Uber app on mobile phone

How Wolff Olins Used Speculative Design For Uber

When designing for an unknown future, it’s vital to use optimism and curiosity–and to work with those who believe that the notion of “normal” can be reset. Because when creative expression expresses something bigger than itself, it’s entirely powerful.

Forest Young, global principal and head of design at Wolff Olins, spoke at Adobe MAX—The Creativity Conference in Los Angeles about designing for the future and creating for everyone.

“A strategy that may surprise you, when pointed toward the right people for the right reasons, has a high chance of being successful, but not without turbulence,” Young said during his packed session, “Future of Design, Creating an Equitable Tomorrow.”

Young spoke of his work with Uber, a client that, in the midst of a new leadership team, wanted to shift from a “rideshare company” to a “multi-mobility platform.” When starting the project, Young asked the key decision-makers at Uber two questions: what the shift meant to them personally and what it meant for the business.

“The marriage of those two answers determines the success of a project,” he said. "If not, it’s fraught with uncertainty.”

When work began, Young and his team helped Uber through a series of transformations. The first: changing Uber from operating primarily as growth-focused to a people-first organization during a time when employee morale was decreasing.

Also part of the transformation was creating a “beyond simple” brand, focused on color, patterns, and type-kits that could be universally understood across multiple countries and languages.

Global expansion and localization was also on the agenda. Of high importance was progressive enhancements vs. graceful degradation, as the brand expanded globally to 13-plus countries. Making the product accessible worldwide was a must, as was layering on enhanced features for advanced browsers and markets. One example: the availability of Uber Lite, an app that takes up just 5 MB of storage space. This solved the common problem of users in developing countries downloading and then deleting the app after each use to save space on their devices.

Rounding out the list of transformations was moving Uber out of the automotive space and into the tech space, taking a collegial point of view and appealing to a universal clientele.

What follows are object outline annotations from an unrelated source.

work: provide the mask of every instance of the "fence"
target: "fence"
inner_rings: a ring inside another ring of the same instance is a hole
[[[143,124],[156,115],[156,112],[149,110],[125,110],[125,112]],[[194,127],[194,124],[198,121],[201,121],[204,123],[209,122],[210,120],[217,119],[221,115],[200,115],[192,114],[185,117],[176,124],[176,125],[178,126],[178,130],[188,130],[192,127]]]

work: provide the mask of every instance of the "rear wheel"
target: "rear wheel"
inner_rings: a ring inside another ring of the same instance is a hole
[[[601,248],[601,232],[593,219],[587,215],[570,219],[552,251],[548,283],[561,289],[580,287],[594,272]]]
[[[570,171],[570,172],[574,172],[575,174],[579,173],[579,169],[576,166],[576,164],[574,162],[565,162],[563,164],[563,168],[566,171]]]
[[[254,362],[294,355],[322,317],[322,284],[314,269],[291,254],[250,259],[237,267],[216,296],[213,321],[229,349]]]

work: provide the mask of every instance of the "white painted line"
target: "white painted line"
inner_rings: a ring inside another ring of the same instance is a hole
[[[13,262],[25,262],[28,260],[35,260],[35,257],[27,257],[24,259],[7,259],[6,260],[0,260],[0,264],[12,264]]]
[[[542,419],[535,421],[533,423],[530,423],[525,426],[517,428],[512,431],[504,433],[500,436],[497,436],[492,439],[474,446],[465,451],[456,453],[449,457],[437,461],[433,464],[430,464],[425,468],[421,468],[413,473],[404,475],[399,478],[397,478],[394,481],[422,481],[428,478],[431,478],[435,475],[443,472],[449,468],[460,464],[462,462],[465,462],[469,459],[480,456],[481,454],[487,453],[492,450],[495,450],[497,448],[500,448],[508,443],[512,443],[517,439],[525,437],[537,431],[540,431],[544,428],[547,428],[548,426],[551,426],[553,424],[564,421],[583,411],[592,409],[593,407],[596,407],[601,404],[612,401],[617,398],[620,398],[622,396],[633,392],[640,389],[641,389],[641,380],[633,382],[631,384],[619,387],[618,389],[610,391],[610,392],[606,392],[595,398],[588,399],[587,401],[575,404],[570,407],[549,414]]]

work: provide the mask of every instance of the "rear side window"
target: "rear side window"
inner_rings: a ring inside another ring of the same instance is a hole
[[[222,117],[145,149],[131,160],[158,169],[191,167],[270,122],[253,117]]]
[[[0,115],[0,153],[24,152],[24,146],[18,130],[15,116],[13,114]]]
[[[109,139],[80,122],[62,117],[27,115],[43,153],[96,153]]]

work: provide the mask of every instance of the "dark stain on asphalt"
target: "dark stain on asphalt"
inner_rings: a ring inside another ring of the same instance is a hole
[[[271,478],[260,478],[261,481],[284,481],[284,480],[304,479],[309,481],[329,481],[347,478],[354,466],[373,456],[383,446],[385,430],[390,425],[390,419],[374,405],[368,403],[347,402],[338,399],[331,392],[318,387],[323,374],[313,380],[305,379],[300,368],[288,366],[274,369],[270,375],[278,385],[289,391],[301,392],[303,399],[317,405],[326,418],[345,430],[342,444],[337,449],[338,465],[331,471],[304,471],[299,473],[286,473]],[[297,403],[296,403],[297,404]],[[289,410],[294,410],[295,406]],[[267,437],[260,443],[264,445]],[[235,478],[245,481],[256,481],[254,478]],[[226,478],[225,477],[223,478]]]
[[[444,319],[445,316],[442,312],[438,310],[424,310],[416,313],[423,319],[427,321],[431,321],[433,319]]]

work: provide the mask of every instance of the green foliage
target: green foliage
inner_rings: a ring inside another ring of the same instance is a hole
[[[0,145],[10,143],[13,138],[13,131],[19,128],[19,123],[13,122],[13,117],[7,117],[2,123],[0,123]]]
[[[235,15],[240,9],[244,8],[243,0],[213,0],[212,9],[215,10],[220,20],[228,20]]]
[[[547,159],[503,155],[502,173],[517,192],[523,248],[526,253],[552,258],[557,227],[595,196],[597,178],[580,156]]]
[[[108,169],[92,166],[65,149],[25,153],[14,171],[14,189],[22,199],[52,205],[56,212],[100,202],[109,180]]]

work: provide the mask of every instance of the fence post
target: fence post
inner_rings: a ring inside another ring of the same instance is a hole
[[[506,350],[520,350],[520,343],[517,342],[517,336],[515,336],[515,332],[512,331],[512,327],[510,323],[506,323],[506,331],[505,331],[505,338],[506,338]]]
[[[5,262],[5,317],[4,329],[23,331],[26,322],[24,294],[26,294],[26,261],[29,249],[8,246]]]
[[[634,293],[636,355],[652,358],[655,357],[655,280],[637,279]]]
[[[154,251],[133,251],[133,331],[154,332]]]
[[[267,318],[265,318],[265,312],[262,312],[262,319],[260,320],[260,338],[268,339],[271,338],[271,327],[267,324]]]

Young and his team also had an “ a-ha” moment: While viewing a video in a status meeting, they noticed the white space formed a “U” around the story being told. This inspired them to tell driver-centric stories utilizing the “U” composition.

“The power of a logo is less and less the actual branded aspect and more about a compositional or kinetic signature,” Young stated.   

For the brand to have an iconic identity, Young proposed the idea to Uber of investing in a wordmark, not a symbol, and using color meaningfully in the product experiences with agreed upon global and visual accessibility standards, such as “Safety Blue,” denoting moments and touch points of care and connection within the Uber app(s), handbooks, and guidelines.

Although the future is uncertain, using new approaches and philosophies and looking ahead to speculative design can be mutually beneficial for all. 

“You have to be able to see what you like and what you’re working on from the beginning, even if it’s not always evident to everyone else,” Young said.